The data was obtained from Kaggle competition. Each row represents a job post. The dataset representation is tabular, but many of the columns are textual/unstructured in nature. Most notably, the columns jobDescription, JobRequirement, RequiredQual, ApplicationP and AboutC are textual. The column jobpost is an amalgamation of these various textual columns.

License

MIT License

Copyright (c) 2020 Vicky Gupta

Permission is hereby granted, free of charge, to any person obtaining a copy of this software and associated documentation files (the "Software"), to deal in the Software without restriction, including without limitation the rights to use, copy, modify, merge, publish, distribute, sublicense, and/or sell copies of the Software, and to permit persons to whom the Software is furnished to do so, subject to the following conditions:

The above copyright notice and this permission notice shall be included in all copies or substantial portions of the Software.

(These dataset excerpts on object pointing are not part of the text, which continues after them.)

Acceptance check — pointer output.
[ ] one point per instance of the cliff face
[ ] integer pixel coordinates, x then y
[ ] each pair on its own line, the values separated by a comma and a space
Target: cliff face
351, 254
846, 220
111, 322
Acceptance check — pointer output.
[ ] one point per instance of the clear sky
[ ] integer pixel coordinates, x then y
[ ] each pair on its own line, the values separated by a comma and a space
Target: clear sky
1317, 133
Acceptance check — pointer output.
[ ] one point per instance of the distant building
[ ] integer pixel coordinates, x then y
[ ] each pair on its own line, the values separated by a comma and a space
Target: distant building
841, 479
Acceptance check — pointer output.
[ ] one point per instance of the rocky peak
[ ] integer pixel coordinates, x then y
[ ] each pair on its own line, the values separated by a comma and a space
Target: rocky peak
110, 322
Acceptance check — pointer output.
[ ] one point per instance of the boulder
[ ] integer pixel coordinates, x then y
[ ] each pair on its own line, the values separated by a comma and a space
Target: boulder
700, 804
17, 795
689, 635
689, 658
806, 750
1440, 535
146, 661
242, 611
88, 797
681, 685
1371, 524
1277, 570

THE SOFTWARE IS PROVIDED "AS IS", WITHOUT WARRANTY OF ANY KIND, EXPRESS OR IMPLIED, INCLUDING BUT NOT LIMITED TO THE WARRANTIES OF MERCHANTABILITY, FITNESS FOR A PARTICULAR PURPOSE AND NONINFRINGEMENT. IN NO EVENT SHALL THE AUTHORS OR COPYRIGHT HOLDERS BE LIABLE FOR ANY CLAIM, DAMAGES OR OTHER LIABILITY, WHETHER IN AN ACTION OF CONTRACT, TORT OR OTHERWISE, ARISING FROM, OUT OF OR IN CONNECTION WITH THE SOFTWARE OR THE USE OR OTHER DEALINGS IN THE SOFTWARE.